A spokesman said: “The Department of Health wants women who are thinking about having an abortion to be able to have independent counselling.

“However, we do not believe it is necessary to set out this requirement in primary legislation as the necessary legal mechanisms already exist to enable this.

“We are inviting interested parties to meet with the public health minister, Anne Milton, and Department of Health officials to discuss the matter.”

Ann Furedi, chief executive of BPAS, said: “We are extremely concerned to learn that the Department of Health is reviewing care pathways for women considering abortion and looking into a ban on counselling by abortion providers.

“In recent years, delays for women in need of abortion care have been reduced significantly and last year nearly 80% of procedures took place within the first 10 weeks of pregnancy.

“Pregnancy Advisory Bureaux (PABx) run by charities like BPAS that offer abortion are already licensed and regulated by the Secretary of State, and must conform to a core set of principles regarding the information and counselling.”

Tracey McNeill, vice president and director UK and west Europe for Marie Stopes, said:

“We should be focusing on how abortion counselling is delivered and not by who. What is essential is that we ensure women get comprehensive and unbiased information.

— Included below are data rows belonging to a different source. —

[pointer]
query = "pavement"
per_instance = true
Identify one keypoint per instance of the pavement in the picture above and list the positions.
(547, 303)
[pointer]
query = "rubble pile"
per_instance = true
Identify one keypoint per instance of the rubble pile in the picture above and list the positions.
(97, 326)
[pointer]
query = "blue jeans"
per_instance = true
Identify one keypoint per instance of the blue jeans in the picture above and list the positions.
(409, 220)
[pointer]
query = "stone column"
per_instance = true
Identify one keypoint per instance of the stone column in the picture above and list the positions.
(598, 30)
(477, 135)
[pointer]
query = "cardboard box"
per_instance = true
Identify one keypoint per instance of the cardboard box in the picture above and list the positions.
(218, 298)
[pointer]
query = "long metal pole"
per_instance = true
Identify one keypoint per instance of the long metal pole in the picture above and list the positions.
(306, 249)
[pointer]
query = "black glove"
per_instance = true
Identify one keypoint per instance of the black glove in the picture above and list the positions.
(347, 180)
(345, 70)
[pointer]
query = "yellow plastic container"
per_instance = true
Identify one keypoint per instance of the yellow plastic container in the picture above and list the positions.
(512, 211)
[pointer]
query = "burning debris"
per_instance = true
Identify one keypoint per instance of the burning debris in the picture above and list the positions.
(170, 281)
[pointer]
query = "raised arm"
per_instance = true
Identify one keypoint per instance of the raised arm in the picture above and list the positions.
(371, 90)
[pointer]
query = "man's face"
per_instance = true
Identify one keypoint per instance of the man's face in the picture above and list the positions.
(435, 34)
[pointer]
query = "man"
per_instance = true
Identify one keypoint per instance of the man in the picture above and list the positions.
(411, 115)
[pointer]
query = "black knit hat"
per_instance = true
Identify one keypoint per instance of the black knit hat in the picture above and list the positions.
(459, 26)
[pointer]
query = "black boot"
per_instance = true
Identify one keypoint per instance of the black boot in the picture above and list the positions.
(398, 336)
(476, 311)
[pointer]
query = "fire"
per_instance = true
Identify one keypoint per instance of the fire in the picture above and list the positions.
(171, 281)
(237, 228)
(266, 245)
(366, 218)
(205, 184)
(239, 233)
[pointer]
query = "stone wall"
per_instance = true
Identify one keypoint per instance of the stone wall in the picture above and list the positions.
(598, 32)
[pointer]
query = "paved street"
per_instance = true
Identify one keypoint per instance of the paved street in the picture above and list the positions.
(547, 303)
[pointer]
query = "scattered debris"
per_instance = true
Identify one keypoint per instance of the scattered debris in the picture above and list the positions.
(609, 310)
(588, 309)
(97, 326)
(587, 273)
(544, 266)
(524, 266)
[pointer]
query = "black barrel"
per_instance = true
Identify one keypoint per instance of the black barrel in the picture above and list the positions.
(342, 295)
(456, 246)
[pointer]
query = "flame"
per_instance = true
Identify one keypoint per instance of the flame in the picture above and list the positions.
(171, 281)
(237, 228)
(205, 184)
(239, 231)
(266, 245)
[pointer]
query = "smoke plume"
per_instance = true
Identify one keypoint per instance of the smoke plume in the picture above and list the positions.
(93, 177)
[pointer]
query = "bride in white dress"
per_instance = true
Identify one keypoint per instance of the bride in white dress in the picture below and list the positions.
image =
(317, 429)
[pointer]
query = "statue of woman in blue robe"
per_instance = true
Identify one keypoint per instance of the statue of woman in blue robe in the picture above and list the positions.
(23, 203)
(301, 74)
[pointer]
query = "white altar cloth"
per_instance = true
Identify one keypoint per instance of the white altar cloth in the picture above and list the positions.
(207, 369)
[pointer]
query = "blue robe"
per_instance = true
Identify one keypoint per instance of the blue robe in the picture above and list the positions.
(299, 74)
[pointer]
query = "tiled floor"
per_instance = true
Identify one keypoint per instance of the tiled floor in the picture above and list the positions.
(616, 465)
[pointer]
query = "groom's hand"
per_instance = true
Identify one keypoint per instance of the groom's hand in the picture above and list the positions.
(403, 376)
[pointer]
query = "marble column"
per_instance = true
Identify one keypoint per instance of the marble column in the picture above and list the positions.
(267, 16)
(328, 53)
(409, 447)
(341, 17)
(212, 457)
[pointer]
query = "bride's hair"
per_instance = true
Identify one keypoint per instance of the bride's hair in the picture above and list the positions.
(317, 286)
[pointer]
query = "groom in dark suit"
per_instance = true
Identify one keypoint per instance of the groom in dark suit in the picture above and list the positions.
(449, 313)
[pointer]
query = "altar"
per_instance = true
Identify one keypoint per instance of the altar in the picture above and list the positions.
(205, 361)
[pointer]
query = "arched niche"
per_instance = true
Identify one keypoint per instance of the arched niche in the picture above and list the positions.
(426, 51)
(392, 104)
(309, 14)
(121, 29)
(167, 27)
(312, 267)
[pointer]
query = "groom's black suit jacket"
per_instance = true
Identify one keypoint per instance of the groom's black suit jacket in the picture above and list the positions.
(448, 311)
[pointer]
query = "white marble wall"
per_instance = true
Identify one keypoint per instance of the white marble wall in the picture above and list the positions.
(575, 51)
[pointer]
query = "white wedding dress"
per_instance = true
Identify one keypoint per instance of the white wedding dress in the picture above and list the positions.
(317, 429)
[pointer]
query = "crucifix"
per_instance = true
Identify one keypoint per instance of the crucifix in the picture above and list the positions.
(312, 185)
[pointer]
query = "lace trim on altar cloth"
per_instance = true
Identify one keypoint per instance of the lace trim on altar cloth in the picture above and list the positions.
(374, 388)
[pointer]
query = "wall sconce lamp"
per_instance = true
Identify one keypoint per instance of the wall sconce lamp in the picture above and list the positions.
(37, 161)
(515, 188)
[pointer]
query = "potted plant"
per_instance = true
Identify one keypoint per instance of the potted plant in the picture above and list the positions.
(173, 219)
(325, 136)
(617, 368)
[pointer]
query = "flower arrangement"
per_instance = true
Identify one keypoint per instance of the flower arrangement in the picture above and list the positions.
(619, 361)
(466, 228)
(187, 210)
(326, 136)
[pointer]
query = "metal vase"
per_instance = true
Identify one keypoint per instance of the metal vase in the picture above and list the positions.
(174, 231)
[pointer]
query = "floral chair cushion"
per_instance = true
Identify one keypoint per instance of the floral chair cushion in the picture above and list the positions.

“As a service provider, our advice line ‘OneCall’ speaks with 500,000 people a year who repeatedly tell us how valuable it has been to talk to our impartial and non-judgemental counsellors.”

Diane Abbott, the shadow minister for public health, said “I am deeply concerned that nobody has voted for this.

“I think the way the government is going about these changes, behind closed doors and without discussion with women and in parliament is showing arrogant disregard for millions of women and families across the country.”